At this time my life story had great meaning to me. The first tremors of the rock star life that I would create for myself in 2001-2002 had begun to manifest in my life. Eryn, my closest friend, had been an essential part of that puzzle. We were a team, it was our show. The day that he left to go to the UK left a void in the lives of many. I began to forge a path ahead without him, making movements that I believed would continue where we had left off, but that came to a screeching halt when Jennifer and the other flatmates threw me out of the flat I had shared with Eryn and seven others. I had been couch surfing at the house for a few months, and no one had seemed to mind. My request to sublet Eryn’s room was turned down, and I was on the street days after seeing Eckhart. Around a week after the first discourse my employer Suzanne fired me and my tenure as her assistant for eighteen months was over. My partner Karen and I would break up not long after I had moved into the house with Brin and Agi, and I had my third discourse with Eckhart. The temporary nature of my stay at Agi’s and her asking me to leave within weeks of being there left me feeling abandoned and rejected and I contemplated moving to the UK to be with Eryn and loads of other friends who were there at the time. I didn’t go, instead I moved amongst my friends and lovers, bedding down where I could, collecting bottles and cans to pay rent and eat, eventually finding employment with my dear friend Geza.
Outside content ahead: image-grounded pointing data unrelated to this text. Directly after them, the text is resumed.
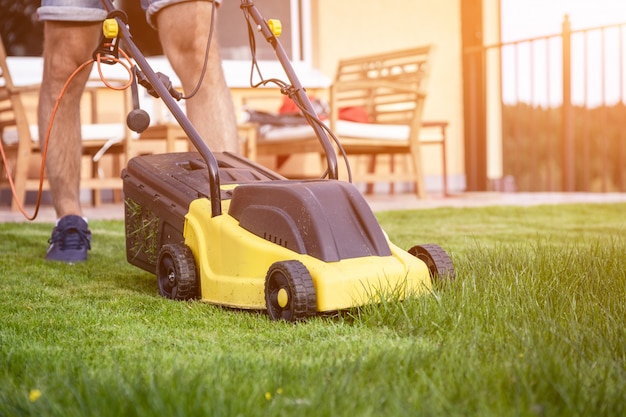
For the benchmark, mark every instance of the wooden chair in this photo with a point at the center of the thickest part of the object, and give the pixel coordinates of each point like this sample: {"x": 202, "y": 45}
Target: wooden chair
{"x": 387, "y": 92}
{"x": 21, "y": 145}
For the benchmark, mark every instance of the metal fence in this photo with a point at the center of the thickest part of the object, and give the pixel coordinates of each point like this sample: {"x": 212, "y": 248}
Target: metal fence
{"x": 560, "y": 124}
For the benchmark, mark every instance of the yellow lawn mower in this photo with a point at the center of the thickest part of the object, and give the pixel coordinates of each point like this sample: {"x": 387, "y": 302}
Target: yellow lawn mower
{"x": 223, "y": 229}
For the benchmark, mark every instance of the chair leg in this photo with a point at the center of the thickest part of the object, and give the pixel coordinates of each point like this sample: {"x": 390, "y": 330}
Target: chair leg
{"x": 418, "y": 173}
{"x": 371, "y": 169}
{"x": 20, "y": 176}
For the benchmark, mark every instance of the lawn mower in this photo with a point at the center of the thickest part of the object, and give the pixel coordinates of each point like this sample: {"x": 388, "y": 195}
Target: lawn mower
{"x": 228, "y": 231}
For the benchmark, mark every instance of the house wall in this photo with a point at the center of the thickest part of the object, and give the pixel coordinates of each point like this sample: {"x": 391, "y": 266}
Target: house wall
{"x": 346, "y": 28}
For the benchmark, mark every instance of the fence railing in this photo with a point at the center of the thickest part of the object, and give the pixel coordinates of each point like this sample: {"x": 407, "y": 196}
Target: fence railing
{"x": 561, "y": 111}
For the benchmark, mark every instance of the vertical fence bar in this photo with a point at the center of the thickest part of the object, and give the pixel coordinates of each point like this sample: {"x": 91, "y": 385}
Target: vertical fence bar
{"x": 548, "y": 119}
{"x": 567, "y": 116}
{"x": 585, "y": 161}
{"x": 605, "y": 165}
{"x": 621, "y": 163}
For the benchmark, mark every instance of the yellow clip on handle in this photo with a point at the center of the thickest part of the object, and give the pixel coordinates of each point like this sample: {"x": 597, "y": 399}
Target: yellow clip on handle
{"x": 110, "y": 28}
{"x": 275, "y": 26}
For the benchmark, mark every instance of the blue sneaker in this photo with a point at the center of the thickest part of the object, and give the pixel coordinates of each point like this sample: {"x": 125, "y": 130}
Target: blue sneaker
{"x": 70, "y": 241}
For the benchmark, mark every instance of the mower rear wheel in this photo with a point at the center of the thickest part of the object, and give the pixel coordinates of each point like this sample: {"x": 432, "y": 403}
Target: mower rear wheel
{"x": 289, "y": 292}
{"x": 176, "y": 272}
{"x": 437, "y": 260}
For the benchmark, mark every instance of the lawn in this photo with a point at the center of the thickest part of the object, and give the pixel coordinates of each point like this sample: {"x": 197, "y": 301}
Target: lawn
{"x": 533, "y": 325}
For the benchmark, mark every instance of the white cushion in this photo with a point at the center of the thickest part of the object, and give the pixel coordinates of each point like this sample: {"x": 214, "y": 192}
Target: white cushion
{"x": 343, "y": 128}
{"x": 112, "y": 132}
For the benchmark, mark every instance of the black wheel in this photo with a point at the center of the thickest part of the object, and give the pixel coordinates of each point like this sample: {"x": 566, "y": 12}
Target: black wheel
{"x": 289, "y": 292}
{"x": 176, "y": 272}
{"x": 437, "y": 260}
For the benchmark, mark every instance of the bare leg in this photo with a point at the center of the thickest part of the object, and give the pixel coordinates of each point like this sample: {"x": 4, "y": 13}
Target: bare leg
{"x": 184, "y": 31}
{"x": 66, "y": 47}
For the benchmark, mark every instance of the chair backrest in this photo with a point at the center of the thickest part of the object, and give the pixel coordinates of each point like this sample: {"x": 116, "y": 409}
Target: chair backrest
{"x": 388, "y": 88}
{"x": 12, "y": 111}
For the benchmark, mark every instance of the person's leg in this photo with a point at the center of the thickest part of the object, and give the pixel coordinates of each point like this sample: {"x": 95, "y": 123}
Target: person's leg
{"x": 67, "y": 45}
{"x": 184, "y": 31}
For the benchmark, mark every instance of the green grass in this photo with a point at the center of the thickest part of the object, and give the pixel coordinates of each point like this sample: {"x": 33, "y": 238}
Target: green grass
{"x": 535, "y": 324}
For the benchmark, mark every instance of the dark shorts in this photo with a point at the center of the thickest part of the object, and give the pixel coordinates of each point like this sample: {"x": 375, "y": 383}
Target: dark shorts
{"x": 92, "y": 10}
In the early summer of 2001 a room became available at West 10th/McDonald, the house I had been thrown out of months earlier. I moved back in and stayed there till November 2002. The late winter and spring of 2001 nearly broke me. When I had arrived in Vancouver in August 1999 my long-term partner and I had parted ways and my inner compass that had been so strong in Indo-China was silent. I had struggled through the rest of the year, and 2000 hadn’t been any easier, but I had not experienced anything like the weeks after meeting Eckhart.